Data-parallel GNN training
The standard approach: replicate the model on each GPU, feed each GPU different sampled mini-batches, and synchronize gradients after each step.
import torch
import torch.distributed as dist
from torch.nn.parallel import DistributedDataParallel as DDP
from torch_geometric.loader import NeighborLoader
def train(rank, world_size, data, model):
dist.init_process_group("nccl", rank=rank, world_size=world_size)
model = model.to(rank)
model = DDP(model, device_ids=[rank])
# Each GPU gets its own sampler
loader = NeighborLoader(
data,
num_neighbors=[15, 10],
batch_size=1024,
input_nodes=train_mask,
num_workers=4,
)
optimizer = torch.optim.Adam(model.parameters(), lr=0.001)
for epoch in range(100):
model.train()
for batch in loader:
batch = batch.to(rank)
out = model(batch.x, batch.edge_index)
loss = F.cross_entropy(
out[:batch.batch_size],
batch.y[:batch.batch_size],
)
loss.backward() # gradients synced by DDP
optimizer.step()
optimizer.zero_grad()
# Launch with torchrun
# torchrun --nproc_per_node=4 train.pyDDP handles gradient synchronization automatically. Each GPU runs independent neighbor sampling, so batches have different subgraph topologies.
Scaling challenges specific to GNNs
1. Sampling overhead scales with GPUs
Each GPU runs its own NeighborLoader. With 4 GPUs and fanout [15, 10], you are doing 4x the neighbor sampling on CPU. CPU cores become the bottleneck before GPU compute does.
- Allocate 4-8 CPU cores per GPU for sampling workers
- Use pin_memory=True and persistent_workers=True
- Consider GPU-based sampling (PyG 2.6+) to offload from CPU
2. Batch size sensitivity
In CNN training, doubling batch size has predictable effects (scale learning rate linearly). In GNN training, doubling batch size changes the subgraph topology distribution. Larger batches include more diverse neighborhoods, which changes the gradient landscape.
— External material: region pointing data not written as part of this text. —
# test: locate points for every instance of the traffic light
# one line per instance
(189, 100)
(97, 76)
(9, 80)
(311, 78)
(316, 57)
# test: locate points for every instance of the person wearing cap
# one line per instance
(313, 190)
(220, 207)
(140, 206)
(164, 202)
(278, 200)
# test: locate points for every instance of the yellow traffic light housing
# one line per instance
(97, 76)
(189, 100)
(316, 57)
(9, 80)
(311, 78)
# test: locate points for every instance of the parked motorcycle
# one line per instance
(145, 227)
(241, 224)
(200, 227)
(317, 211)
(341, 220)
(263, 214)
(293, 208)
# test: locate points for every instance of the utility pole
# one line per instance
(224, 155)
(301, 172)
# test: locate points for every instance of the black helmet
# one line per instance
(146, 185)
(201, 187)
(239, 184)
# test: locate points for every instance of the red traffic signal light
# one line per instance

# Linear scaling rule with warmup
base_lr = 0.001
base_batch = 1024
effective_batch = 1024 * world_size
scaled_lr = base_lr * (effective_batch / base_batch)
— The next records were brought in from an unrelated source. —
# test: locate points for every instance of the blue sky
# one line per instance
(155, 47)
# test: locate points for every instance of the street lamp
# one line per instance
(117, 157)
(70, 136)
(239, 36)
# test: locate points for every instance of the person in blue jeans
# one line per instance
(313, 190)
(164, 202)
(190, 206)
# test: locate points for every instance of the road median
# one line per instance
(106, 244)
# Warmup for first 5% of training
warmup_epochs = max(1, int(0.05 * total_epochs))
scheduler = torch.optim.lr_scheduler.LinearLR(
optimizer,
start_factor=1.0 / world_size,
total_iters=warmup_epochs * steps_per_epoch,
)Warmup is critical for GNNs. Without it, the large initial learning rate causes divergence because the first batches have noisy gradient estimates.
3. Graph storage and feature fetching
When the graph is too large for one machine, graph storage is distributed. Each GPU must fetch features from remote partitions, adding network latency. This is the dominant bottleneck in distributed GNN training.
Distributed graph storage
For graphs that do not fit on a single machine:
- Shared memory: Store the graph in shared memory (torch.multiprocessing) so all GPUs on the same machine access the same copy. This avoids 4x memory for 4 GPUs.
- UVA (Unified Virtual Addressing): Store the graph in CPU memory and access it from GPU via UVA. Slower than GPU memory but handles graphs up to CPU RAM size.
- Remote storage: Partition the graph across machines. Use RPC for cross-partition feature fetching. Highest capacity but highest latency.
What breaks in production
- GPU utilization below 50%: Common in distributed GNN training because GPUs wait for CPU sampling. Monitor GPU utilization and add CPU cores or switch to GPU sampling if low.
- Non-reproducibility: Stochastic sampling + distributed execution = different results every run. Set all seeds (torch, numpy, NeighborLoader) and use deterministic algorithms for reproducible experiments.
- Stragglers: One GPU with a large subgraph (many hub nodes) stalls all others during gradient sync. Use dynamic batch sizing based on subgraph size, not fixed seed count.